Prior attempt (score {{refine.previous_feedback}}/1.0):
{{refine.previous_output}}`,
model: 'mid',
});
const critic = new LlmNode('critic', draft, {
systemPrompt: `Score the essay 0-1 on clarity, evidence, and prose.
Return JSON. Essay:
{{body.draft}}`,
model: 'mid',
responseFormat: {
type: 'json_schema', name: 'critique',
schema: {
type: 'object', required: ['score', 'feedback'],
properties: {
score: { type: 'number' },
feedback: { type: 'string' },
},
},
},
});
const writer = new RefineNode('writer', input, {
maxIterations: 5,
acceptWhen: { left: '{{body.critic.score}}', op: '>=', right: 0.9 },
body: critic,
emit: draft,
});
const wf = await grove.workflows.create(
new OutputNode('output', writer).toWorkflow('self-improving-essay'),
);
const run = await grove.workflows.startRun(wf.id, {
inputs: { topic: 'why DAGs make AI workflows tractable' },
});
for await (const e of run.events()) {
if (e.type === 'refine_iteration_rejected')
console.log(`iter ${e.iteration}: score=${e.verdict}`);
if (e.type === 'refine_iteration_accepted')
console.log(`accepted at iter ${e.iteration}`);
if (e.type === 'run_completed')
console.log('\n' + e.outputs.output);
}
Three Grove-specific things are doing the heavy lifting here.
The Refine pattern
The body is draft → critic.
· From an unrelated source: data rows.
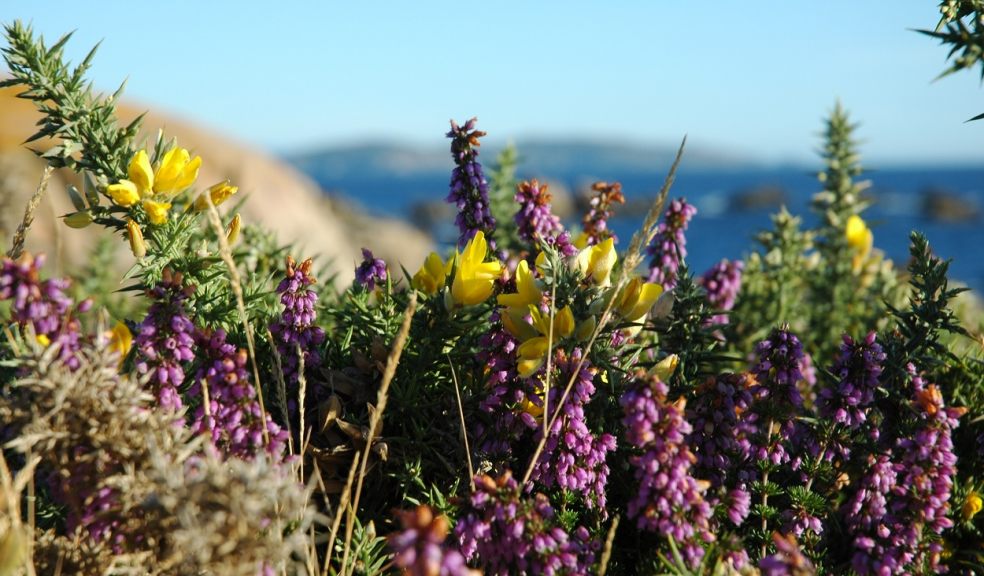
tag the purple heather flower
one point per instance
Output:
(508, 534)
(722, 284)
(42, 304)
(788, 559)
(595, 222)
(420, 549)
(857, 370)
(669, 500)
(234, 421)
(372, 271)
(165, 340)
(295, 328)
(469, 190)
(778, 373)
(507, 392)
(537, 224)
(723, 428)
(901, 505)
(573, 457)
(668, 247)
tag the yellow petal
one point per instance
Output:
(120, 339)
(78, 219)
(124, 193)
(141, 173)
(156, 211)
(135, 236)
(596, 262)
(527, 291)
(666, 367)
(176, 171)
(233, 232)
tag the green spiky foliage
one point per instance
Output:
(502, 191)
(961, 28)
(774, 282)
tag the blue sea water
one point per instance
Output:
(721, 231)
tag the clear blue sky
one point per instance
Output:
(750, 76)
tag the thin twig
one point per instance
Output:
(632, 259)
(17, 245)
(392, 361)
(546, 382)
(237, 289)
(606, 552)
(464, 429)
(282, 392)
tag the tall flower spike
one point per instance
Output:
(857, 370)
(722, 284)
(469, 190)
(573, 458)
(295, 329)
(233, 422)
(595, 222)
(668, 247)
(508, 534)
(537, 224)
(165, 340)
(421, 548)
(42, 305)
(669, 500)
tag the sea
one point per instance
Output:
(733, 205)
The RefineNode runs that pair as a loop, evaluates {{body.critic.score}} >= 0.9 after each run, and stops when the predicate holds or maxIterations is hit. The emit: draft line says “when we accept, the draft node’s output is what comes out of the writer.” On iteration 2+, the draft prompt sees the previous attempt and its score through {{refine.previous_output}} and {{refine.previous_feedback}} — both render as the empty string on iteration 0, so the same prompt template handles “first attempt” and “revision” without branching.
Structured output
The critic returns JSON conforming to the schema you pass. Grove validates the model’s response against the schema and retries on parse failures. Because the response is structured, the acceptWhen predicate can compare a numeric field ({{body.critic.score}}) directly without any string-parsing fragility — the gate between “accept” and “reject” is just 0.9.
Templates
{{inputs.topic}} injects the run’s input. {{body.draft}} injects the prior body node’s output (within the same iteration). {{refine.previous_output}} and {{refine.previous_feedback}} carry forward across iterations. No string concatenation in application code, no message history bookkeeping — the prompt itself describes how the data flows.
What you actually see
Stream the run and you watch the loop tighten:
iter 0: score=0.62
iter 1: score=0.78
iter 2: score=0.91
accepted at iter 2
[The accepted essay]
DAGs make AI workflows tractable because they encode the only thing
that actually matters at scale: dependency. When two LLM calls don't
depend on each other, they should run in parallel — and a DAG says so
by structure, not by convention. ...
The output is tangible. You can read iteration 0, read iteration 2, and see the improvement — concretely, on the page, in the same terminal. And because the loop lives in the workflow rather than your app code, every iteration shows up in the run’s event stream and the compliance document — visible to Arborist, captured in audit logs, reproducible on replay.
When to reach for it
Refine works when “good enough” is measurable as a comparison: a numeric score, a boolean check, a category equal to a target. If your acceptance criterion is genuinely vibes-based, no orchestration primitive will save you. But for anything where you can articulate the goal as a predicate — schema validation, scoring, factual checks, output length thresholds — RefineNode collapses what used to be 200 lines of orchestration into one declarative node.